Retirement benefits from three sources


Q. I am a Border Patrol FERS employee (11 years) and Army National Guardsman (19 years) with prior active-duty military service. I have already purchased my active-duty time before federal employment (2½ years), as well as time from two deployments since my federal service (an additional two years).

I am now approaching my military reserve retirement (20 reserve years) and have confirmed that I will begin receiving my reserve pension at age 60. I have also confirmed that I can receive this retirement along with my FERS retirement. I plan to retire from Border Patrol at age 55. Will I be able to draw benefits from all three sources (FERS, NG and Social Security)? If so, how will my FERS or Social Security benefits be affected (if at all)? Thanks for any help you can provide.
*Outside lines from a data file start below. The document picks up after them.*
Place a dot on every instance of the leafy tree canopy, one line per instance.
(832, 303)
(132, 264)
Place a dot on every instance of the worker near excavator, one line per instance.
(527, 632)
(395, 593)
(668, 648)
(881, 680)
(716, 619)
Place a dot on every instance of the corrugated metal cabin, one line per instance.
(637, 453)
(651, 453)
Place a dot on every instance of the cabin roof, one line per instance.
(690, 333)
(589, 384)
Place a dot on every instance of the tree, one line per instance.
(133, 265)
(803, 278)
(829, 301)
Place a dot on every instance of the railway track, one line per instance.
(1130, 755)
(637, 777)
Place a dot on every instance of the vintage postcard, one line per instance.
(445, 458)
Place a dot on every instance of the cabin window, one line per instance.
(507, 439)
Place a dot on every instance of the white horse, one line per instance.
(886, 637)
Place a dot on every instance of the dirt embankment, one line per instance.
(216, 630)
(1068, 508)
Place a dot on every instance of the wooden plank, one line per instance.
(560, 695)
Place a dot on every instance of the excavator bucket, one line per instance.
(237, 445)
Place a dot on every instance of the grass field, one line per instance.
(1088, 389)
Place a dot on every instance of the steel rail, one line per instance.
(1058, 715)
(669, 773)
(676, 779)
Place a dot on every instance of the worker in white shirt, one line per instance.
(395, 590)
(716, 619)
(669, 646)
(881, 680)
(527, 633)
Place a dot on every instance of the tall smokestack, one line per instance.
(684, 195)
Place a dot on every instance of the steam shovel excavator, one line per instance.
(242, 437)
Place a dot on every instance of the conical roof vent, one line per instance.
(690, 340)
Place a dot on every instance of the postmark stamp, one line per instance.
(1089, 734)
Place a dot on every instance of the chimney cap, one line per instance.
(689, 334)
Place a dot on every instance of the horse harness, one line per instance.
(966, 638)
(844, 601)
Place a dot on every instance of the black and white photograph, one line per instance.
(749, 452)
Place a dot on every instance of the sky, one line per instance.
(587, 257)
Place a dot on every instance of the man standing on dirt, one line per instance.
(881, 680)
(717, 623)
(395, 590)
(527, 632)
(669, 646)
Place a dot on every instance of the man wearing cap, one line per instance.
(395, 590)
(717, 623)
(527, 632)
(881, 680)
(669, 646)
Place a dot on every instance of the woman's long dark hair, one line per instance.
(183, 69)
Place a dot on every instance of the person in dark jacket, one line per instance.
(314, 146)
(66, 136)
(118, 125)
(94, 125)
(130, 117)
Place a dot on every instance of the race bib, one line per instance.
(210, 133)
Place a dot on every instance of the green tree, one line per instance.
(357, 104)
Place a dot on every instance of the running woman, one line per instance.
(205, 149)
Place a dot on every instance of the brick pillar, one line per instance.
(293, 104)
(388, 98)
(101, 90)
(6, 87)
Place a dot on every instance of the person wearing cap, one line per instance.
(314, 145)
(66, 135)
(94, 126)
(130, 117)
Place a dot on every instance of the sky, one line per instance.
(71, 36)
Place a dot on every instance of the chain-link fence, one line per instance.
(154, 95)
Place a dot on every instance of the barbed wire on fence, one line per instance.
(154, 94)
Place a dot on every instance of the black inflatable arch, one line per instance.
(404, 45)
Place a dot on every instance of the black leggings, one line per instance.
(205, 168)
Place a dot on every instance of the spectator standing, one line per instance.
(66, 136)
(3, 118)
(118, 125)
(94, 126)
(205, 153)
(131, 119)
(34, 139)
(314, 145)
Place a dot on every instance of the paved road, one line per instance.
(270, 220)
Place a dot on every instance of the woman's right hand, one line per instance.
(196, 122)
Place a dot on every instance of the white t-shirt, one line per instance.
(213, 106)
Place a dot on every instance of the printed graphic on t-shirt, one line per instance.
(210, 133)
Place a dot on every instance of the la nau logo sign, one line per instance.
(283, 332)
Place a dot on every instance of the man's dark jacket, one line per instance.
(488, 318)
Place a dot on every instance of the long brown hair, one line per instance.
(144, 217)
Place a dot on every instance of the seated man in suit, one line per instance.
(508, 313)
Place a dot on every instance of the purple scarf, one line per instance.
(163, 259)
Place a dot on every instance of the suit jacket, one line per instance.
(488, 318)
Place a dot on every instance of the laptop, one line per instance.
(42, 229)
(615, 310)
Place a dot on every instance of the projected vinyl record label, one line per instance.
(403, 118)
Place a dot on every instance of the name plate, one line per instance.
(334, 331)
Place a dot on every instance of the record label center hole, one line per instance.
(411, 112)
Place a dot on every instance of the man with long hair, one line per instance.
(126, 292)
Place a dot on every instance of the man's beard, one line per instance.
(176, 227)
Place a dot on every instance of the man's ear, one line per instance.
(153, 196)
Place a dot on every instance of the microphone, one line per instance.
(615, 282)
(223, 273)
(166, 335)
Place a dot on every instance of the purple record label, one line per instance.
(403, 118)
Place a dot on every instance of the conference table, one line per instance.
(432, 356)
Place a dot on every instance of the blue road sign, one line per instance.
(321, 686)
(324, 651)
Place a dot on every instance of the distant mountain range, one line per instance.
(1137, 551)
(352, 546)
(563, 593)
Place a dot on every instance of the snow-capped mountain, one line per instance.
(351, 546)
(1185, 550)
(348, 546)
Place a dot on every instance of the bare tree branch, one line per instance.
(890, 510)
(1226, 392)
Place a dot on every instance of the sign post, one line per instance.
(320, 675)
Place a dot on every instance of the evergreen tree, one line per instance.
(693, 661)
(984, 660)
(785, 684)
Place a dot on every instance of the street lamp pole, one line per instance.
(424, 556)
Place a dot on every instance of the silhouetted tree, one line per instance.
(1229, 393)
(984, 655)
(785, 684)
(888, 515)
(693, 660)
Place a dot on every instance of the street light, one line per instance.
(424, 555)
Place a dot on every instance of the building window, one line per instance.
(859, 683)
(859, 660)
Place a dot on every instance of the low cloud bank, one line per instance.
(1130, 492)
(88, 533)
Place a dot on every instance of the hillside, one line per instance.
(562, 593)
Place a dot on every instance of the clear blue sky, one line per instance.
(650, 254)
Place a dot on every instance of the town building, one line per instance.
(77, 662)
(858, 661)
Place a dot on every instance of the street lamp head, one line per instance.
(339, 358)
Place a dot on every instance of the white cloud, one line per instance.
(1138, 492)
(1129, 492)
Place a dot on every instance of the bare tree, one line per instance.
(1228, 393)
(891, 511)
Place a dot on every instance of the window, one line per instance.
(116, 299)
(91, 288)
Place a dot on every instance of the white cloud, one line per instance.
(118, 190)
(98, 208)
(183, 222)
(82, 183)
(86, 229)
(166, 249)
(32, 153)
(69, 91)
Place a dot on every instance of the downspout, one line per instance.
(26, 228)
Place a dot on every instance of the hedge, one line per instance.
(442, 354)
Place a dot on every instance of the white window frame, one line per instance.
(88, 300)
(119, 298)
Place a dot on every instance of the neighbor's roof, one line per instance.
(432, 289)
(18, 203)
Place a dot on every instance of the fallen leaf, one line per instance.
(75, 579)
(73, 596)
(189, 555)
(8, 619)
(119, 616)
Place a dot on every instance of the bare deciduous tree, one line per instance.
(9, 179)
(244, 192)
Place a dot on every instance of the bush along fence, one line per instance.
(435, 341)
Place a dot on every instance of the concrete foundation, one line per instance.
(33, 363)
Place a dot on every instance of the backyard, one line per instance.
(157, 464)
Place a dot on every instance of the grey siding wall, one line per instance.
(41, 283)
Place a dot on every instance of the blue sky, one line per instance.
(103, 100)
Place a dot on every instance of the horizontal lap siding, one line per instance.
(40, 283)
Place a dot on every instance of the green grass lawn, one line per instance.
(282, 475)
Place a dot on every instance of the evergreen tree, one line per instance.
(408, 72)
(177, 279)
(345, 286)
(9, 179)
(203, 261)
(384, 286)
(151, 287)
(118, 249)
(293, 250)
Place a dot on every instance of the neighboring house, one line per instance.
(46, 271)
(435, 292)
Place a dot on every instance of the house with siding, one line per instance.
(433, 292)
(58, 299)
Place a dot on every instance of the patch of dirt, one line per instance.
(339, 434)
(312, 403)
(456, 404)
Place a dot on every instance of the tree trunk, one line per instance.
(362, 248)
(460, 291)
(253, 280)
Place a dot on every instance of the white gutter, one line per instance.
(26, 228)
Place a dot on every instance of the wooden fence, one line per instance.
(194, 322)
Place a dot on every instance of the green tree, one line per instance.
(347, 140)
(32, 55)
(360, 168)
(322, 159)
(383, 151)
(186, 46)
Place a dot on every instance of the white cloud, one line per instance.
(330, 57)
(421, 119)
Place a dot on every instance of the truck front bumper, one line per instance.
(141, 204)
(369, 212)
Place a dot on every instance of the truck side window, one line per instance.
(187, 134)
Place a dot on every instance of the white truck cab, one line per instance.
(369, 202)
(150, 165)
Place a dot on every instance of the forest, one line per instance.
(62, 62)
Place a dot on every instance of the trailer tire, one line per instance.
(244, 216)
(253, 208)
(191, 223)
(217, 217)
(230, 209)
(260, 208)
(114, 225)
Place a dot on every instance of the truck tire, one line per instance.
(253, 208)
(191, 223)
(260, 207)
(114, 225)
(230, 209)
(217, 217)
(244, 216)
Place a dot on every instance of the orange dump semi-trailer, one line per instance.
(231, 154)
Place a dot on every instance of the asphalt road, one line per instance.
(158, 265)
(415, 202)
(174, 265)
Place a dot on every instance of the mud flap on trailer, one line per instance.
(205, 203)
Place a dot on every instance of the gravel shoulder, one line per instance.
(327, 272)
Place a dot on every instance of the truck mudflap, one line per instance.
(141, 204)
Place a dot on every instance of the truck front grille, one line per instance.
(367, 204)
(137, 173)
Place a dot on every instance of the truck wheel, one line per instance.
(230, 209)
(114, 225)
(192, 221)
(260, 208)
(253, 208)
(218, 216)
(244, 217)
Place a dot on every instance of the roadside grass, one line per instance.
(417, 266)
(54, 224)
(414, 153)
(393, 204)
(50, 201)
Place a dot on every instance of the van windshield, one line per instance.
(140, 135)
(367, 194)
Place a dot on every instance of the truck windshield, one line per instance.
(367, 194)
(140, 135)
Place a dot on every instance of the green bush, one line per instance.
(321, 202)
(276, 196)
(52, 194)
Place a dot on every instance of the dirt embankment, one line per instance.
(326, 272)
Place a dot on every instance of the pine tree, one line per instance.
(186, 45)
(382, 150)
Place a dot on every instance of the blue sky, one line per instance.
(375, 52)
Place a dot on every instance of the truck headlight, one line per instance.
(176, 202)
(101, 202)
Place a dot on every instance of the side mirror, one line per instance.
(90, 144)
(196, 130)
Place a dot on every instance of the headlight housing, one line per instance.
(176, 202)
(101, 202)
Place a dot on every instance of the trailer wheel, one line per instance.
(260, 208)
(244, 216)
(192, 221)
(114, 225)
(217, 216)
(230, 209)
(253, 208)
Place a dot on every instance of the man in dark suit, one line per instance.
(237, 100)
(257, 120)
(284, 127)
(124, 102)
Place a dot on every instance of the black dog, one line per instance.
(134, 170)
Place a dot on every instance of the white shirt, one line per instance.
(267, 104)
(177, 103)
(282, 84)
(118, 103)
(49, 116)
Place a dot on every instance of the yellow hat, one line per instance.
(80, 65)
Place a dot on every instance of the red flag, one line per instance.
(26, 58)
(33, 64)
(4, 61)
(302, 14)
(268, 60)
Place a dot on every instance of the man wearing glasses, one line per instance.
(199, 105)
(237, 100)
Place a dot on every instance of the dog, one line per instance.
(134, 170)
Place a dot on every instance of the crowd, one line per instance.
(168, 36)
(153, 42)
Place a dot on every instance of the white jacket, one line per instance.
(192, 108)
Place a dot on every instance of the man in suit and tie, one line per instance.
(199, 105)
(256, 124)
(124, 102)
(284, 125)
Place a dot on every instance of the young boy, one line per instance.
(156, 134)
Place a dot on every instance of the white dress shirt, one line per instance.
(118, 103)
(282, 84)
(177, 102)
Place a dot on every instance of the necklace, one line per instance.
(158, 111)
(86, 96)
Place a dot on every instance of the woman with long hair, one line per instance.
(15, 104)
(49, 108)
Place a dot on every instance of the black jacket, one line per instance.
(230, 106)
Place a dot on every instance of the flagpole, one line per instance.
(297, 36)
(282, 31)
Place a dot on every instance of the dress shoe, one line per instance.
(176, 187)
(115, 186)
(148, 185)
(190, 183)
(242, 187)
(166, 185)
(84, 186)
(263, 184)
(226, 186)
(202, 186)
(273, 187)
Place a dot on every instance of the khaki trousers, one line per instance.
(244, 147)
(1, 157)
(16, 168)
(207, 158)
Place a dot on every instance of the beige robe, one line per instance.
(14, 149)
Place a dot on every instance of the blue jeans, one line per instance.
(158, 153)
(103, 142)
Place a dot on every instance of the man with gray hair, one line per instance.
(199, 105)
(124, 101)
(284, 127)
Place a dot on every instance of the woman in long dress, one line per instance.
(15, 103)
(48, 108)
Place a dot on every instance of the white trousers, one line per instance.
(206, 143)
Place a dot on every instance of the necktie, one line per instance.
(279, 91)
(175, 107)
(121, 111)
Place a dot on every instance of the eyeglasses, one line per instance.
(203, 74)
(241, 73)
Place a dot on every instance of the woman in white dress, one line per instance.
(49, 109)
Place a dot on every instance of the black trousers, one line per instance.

A. You will be able to draw all three with no reduction in any. As a FERS employee, when you reach your minimum retirement age — which ranges between 55 and 57 depending on your year of birth — you also will receive the special retirement supplement, which approximates the amount of Social Security benefit you earned while a FERS employee. The SRS will end when you are eligible for a regular Social Security benefit.


About Author

Reg Jones was head of retirement and insurance policy at the Office of Personnel Management. Email your retirement-related questions to


  1. I am 37. I have been in the Navy 20 years. Just a FYI. I was an Independent Duty Corpsman with Marine Force Reconnaissance I have begun the hiring process with the United States Border Patrol. I am not sure what my options are. I am an E-8. Should I try and buy back my years in military, which should cost about $8000. Can I defer receipt of military retirement until I retire from the Border Patrol? I am also curious about the amount of buy-back. Is it based on my rate of E-8? Or on the total amount I made. Due to my billet and frequent deployments, I made twice what the base pay might be. I spent a lot of time at sea or in combat. I understand the”85 Rule.” Will that apply to my retirement age? Will I have to work at least 20 years with USBP, retire at 57 or even older? The only reason I have thought about deferring my military retirement is because of the benefits of being a military retiree.

    • If you are currently entitled to military retired pay, you can continue to receive it even while employed by the federal government. You would only need to waive that pay if you want to combine that service with your civilian service, and then only when you retire from your civilian job. Waiving your military retired pay would have no affect on your other earned benefits while in the military. Note: If you would be receiving reserve retired pay, you would only need to make a deposit to get credit for that time.

      There is no “85 Rule” in the federal government. You simply have to meet the age and service requirements to retire: 62 with 5 years of service, 60 with 20, or at your minimum retirement age with 30. You could also retire at your MRA with l0; however, you annuity would be reduced by 5 percent for every year you are under age 62.